Der Staat als Selbstbedienungsladen – vom Scheitern der Sozialen Marktwirtschaft
Es ist „die“ deutsche Erfindung oder gar Errungenschaft im Sinne einer humanen und sozial gerechten Gesellschaft – die Soziale Marktwirtschaft. So oder ähnlich wurde mir seinerzeit im staatlichen Bildungssystem (Schule, Berufsschule und Studium) sinngemäß diese Mischung aus Plan- und Marktwirtschaft angepriesen.
Das Scheitern der Sozialen Marktwirtschaft beziehungsweise des Wohlfahrtstaates wird aktuell recht eindrucksvoll im Bereich der gesetzlichen Krankenversicherung dokumentiert. Die Kosten für die Gesundheitsversorgung steigen dynamisch an, und so forderte der Finanzwissenschaftler Bernd Raffelhüschen jüngst eine gestaffelte Selbstbeteiligung von bis zu 2.000 Euro pro Jahr.

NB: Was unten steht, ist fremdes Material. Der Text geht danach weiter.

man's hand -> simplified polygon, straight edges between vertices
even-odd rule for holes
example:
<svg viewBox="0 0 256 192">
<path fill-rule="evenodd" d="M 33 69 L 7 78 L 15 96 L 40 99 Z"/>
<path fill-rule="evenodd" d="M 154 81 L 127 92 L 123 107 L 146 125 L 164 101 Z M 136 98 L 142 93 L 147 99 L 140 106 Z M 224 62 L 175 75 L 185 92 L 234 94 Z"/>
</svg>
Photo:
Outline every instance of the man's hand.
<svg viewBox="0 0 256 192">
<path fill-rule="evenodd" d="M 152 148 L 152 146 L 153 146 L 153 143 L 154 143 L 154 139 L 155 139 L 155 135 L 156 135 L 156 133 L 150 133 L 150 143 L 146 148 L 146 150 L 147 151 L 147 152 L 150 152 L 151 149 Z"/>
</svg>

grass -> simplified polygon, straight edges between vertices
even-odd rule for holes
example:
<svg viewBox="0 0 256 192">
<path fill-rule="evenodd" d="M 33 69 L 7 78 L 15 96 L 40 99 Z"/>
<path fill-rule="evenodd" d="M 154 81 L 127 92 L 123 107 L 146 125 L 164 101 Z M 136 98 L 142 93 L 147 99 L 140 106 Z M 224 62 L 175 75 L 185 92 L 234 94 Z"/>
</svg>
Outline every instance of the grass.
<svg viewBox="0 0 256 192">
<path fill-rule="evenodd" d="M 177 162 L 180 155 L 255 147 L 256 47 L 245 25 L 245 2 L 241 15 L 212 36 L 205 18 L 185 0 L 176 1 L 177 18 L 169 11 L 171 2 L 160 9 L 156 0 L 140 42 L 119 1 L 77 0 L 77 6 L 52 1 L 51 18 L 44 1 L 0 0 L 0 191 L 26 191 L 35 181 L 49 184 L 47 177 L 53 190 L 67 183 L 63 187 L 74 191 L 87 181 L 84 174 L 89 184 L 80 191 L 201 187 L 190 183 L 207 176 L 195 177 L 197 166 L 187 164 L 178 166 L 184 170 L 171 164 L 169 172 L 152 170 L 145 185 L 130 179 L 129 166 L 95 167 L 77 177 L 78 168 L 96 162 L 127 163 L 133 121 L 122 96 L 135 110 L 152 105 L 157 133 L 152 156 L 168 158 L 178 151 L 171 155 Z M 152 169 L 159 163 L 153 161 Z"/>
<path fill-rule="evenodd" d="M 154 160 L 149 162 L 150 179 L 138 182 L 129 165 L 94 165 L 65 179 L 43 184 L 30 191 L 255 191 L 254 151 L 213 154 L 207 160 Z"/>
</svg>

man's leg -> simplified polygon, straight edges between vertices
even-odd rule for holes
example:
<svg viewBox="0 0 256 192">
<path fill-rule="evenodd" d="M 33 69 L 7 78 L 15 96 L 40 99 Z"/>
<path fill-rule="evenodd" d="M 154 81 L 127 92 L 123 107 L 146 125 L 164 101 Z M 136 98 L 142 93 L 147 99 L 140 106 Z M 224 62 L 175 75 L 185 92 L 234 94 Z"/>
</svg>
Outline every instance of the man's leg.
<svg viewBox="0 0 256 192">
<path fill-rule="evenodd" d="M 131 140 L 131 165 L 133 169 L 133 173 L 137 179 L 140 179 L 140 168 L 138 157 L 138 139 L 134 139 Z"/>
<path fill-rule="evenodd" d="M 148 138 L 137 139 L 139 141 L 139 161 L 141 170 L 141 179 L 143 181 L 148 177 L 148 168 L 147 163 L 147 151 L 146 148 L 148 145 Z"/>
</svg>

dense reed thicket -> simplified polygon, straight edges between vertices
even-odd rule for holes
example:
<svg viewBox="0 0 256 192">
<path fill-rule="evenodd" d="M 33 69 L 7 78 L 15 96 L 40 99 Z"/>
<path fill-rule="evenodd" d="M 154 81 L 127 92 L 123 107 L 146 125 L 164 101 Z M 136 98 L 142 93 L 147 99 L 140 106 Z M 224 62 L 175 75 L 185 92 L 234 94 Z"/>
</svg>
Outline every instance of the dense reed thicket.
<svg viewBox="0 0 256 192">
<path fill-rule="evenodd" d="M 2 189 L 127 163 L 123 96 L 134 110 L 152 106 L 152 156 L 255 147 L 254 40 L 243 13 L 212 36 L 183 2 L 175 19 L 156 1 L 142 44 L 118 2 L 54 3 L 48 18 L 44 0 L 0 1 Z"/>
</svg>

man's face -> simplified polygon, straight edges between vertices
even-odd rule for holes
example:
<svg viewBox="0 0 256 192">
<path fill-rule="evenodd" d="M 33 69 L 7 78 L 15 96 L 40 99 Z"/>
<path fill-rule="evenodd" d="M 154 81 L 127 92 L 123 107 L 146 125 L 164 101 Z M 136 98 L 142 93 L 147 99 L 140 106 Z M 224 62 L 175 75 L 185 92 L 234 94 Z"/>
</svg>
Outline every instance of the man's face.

Wie bei allen umlagefinanzierten staatlichen Systemen wird das anstehende Renteneintrittsalter der geburtenstarken „Babyboomer“ und die damit verbundene demografische Entwicklung die Situation deutlich verschärfen.
Interpretation der Sozialen Marktwirtschaft
Müsste ich die Soziale Marktwirtschaft auf Basis meiner heutigen Erkenntnisse kurz mit ein bisschen Humor zusammenfassen, sähe das wie folgt aus:
Die Soziale Marktwirtschaft als idealistisches Konzept ist von der Wirkung her vergleichbar mit einem Hirnimplantat. Es schüttet Botenstoffe aus, sodass der Implantierte nahezu widerstandslos und ohne intellektuell tiefgründiges Hinterfragen staatliche Interventionen befürwortet und diese sogar aktiv einfordert. Die Menschen werden zu Staatsgläubigen.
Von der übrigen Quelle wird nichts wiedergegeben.